In oil and gas pipeline projects, the welding of fatigue-sensitive subsea SCR and flowline pipes to tight specifications is critical. This was particularly true during the recent laying of production pipelines between Barrow Island and the Gorgon and Jansz-Io gas fields. The critical section of this pipeline crosses the Jansz shelf escarpment, which is considered one of the most significant challenges on the Gorgon project’s offshore scope. This involved laying three pipelines in 200m of water at the top of the escarpment down to a water depth of 730m. Due to the increased water flow pressures across the escarpment, the 30-inch diameter pipes are highly fatigue-sensitive.
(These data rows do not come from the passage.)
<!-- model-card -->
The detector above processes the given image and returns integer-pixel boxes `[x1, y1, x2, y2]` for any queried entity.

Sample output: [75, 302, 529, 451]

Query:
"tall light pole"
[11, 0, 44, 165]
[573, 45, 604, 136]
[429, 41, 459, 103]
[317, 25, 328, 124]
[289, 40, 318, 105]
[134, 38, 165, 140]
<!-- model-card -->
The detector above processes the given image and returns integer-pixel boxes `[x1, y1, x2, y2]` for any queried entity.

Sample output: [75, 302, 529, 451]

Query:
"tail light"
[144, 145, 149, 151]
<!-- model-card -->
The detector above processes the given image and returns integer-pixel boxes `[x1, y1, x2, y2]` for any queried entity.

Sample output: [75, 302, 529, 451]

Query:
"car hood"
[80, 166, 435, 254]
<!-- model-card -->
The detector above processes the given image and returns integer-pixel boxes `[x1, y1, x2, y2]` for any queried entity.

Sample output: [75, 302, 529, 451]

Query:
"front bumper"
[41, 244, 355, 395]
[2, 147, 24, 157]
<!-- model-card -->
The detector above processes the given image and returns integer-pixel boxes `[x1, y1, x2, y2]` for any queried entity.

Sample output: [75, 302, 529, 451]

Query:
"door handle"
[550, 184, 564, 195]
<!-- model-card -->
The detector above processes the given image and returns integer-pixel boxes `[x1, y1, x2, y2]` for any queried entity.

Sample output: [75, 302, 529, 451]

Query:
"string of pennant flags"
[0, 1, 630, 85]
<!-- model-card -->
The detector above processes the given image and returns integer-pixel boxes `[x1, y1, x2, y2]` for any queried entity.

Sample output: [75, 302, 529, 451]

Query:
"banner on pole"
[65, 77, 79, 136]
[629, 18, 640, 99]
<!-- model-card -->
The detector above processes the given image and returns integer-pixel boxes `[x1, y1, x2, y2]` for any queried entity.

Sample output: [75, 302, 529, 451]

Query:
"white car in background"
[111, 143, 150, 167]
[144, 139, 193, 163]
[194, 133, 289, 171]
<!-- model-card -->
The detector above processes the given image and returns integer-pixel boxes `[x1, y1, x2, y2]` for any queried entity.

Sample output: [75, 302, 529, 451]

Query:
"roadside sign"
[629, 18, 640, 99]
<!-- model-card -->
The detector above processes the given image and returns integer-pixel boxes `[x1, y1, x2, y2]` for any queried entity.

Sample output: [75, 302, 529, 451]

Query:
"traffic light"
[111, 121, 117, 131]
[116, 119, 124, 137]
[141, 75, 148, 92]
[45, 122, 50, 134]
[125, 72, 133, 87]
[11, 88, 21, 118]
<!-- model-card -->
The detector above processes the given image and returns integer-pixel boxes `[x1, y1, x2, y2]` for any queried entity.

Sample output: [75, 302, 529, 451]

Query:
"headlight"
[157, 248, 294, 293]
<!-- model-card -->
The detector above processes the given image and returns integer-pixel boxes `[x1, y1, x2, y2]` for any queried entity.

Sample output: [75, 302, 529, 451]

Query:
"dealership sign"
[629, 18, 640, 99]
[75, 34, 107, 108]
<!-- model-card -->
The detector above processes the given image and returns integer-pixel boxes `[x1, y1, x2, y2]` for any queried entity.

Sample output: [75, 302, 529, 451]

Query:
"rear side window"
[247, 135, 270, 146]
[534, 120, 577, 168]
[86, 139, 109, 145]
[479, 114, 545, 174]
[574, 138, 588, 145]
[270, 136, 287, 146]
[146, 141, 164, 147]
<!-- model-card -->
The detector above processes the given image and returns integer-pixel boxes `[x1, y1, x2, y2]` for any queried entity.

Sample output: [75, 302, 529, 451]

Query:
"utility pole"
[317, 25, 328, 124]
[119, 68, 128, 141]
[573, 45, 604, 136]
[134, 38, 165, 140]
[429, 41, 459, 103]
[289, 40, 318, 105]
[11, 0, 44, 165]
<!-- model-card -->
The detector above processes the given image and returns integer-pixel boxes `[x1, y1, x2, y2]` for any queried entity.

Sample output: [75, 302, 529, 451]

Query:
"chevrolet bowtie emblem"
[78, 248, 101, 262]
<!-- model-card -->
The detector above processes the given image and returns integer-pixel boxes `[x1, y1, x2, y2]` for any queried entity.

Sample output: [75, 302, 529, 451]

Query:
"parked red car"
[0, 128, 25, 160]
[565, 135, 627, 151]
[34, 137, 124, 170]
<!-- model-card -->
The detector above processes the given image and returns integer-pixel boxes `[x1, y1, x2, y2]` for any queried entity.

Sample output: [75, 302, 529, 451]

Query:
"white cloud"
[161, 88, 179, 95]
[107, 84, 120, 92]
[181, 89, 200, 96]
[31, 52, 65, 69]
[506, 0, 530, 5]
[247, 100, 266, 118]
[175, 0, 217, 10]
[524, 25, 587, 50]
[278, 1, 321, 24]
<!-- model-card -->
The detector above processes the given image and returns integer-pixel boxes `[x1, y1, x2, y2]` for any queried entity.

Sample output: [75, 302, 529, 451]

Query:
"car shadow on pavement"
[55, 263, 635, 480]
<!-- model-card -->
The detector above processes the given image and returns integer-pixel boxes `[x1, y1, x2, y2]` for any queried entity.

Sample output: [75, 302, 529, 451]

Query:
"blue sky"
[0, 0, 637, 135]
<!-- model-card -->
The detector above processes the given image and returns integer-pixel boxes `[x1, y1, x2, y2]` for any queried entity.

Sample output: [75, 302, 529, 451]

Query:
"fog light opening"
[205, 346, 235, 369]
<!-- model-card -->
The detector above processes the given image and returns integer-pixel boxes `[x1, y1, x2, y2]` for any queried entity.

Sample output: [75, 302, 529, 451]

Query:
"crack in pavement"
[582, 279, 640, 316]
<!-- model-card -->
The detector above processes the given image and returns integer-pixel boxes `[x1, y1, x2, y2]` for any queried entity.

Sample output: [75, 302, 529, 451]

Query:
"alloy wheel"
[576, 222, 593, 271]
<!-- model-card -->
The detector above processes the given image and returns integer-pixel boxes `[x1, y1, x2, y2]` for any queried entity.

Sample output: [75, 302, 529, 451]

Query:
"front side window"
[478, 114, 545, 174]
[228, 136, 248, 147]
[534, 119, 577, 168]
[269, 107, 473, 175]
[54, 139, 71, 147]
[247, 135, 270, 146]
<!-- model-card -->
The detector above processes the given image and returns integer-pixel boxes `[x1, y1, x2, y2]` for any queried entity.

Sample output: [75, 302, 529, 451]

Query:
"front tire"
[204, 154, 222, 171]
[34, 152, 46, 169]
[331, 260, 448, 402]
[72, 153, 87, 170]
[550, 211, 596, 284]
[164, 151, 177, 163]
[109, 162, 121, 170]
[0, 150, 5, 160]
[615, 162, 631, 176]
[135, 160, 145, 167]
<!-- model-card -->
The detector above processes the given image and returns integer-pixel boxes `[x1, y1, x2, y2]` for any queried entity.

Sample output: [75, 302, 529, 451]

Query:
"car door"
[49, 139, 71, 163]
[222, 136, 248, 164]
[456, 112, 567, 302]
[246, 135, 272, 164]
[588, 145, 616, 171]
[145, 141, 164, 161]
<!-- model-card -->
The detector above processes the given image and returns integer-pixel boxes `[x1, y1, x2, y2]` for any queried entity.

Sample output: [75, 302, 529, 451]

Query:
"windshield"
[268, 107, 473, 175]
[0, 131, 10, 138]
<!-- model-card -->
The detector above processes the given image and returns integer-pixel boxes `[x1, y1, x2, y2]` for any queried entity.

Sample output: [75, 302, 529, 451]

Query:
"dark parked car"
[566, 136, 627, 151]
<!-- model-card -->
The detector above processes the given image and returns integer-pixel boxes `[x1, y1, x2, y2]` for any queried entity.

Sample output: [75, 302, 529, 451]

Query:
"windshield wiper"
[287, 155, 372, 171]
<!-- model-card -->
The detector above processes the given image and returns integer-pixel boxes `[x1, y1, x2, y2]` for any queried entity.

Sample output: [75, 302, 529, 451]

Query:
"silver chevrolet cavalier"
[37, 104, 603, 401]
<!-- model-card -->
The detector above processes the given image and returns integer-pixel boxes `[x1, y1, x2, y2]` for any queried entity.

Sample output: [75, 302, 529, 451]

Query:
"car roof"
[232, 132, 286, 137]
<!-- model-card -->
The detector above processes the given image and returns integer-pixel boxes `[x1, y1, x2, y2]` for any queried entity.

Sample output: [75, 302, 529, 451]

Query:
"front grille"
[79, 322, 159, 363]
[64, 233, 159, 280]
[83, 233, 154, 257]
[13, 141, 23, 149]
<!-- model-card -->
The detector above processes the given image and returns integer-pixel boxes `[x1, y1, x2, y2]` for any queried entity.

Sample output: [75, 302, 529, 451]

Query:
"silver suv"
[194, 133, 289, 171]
The welding of these pipes to precise engineering tolerances was therefore critical.
OMS conducted a pipe measurement and fit-up survey to ascertain which pipes would be suitable for the Jansz Scarp section of the pipeline and in which sequence these pipes should be welded in order to minimise project Hi-Lo.
As Hugh Davies, client solutions director at OMS states: “In order to prevent bottlenecks during welding and to minimise project delays and risks, OMS captured, recorded and analysed pipe end geometry quickly and accurately. This measurement data was then made available to OMS’ pipe analysis, simulation and fit-up software, SmartFit™, which then calculated the optimum sequence for these pipes before they are delivered into the bead stall for welding. This ensured that the pipe ends would fit together within the welding specification requirements, which for the Jansz Scarp Crossing project, were absolutely critical.”
Two OMS operators were deployed to Australia in September 2013 to carry out the onshore inspection of pipes. Using OMS’ PipeChecker™ laser-based measurement tool, the operators measured the geometry of the internal walls of more than 400 pipe ends. This resulted in around 70 pipes being selected as the most suitable for the Jansz Scarp Crossing pipeline. This pipe measurement data was then made available to OMS’ SmartFit™ software, which was then able to calculate the best possible fit-up sequence for the pipes.
For this project, the HiLo requirement was less than or equal to 0.5mm. The weld seam had to be within +/- 45 degrees of TDC. In addition, the longitudinal weld seams had to be offset to at least 100mm. This data was configured into SmartFit™. The software analysed the fit-up of the pipes and allowed the operators to mark the best rotational position on each pipe end. In the bead stall, these marks were then aligned to immediately achieve the best rotational position so that misalignment was minimised and the project HiLo was achieved. Any problem pipes that didn’t fit at the specified HiLo were also indicated and re-sequenced or removed completely so that fit-up problems did not occur in the bead stall. Production delays due to mismatched pipes were therefore avoided.
As Hugh Davies concludes: “As well as using SmartFit to optimise the sequence of pipe ends, OMS also managed the pipe sequencing process onboard the pipelaying vessel. This ensured that the correct pipes were brought into the bead stall in exactly the right sequence.”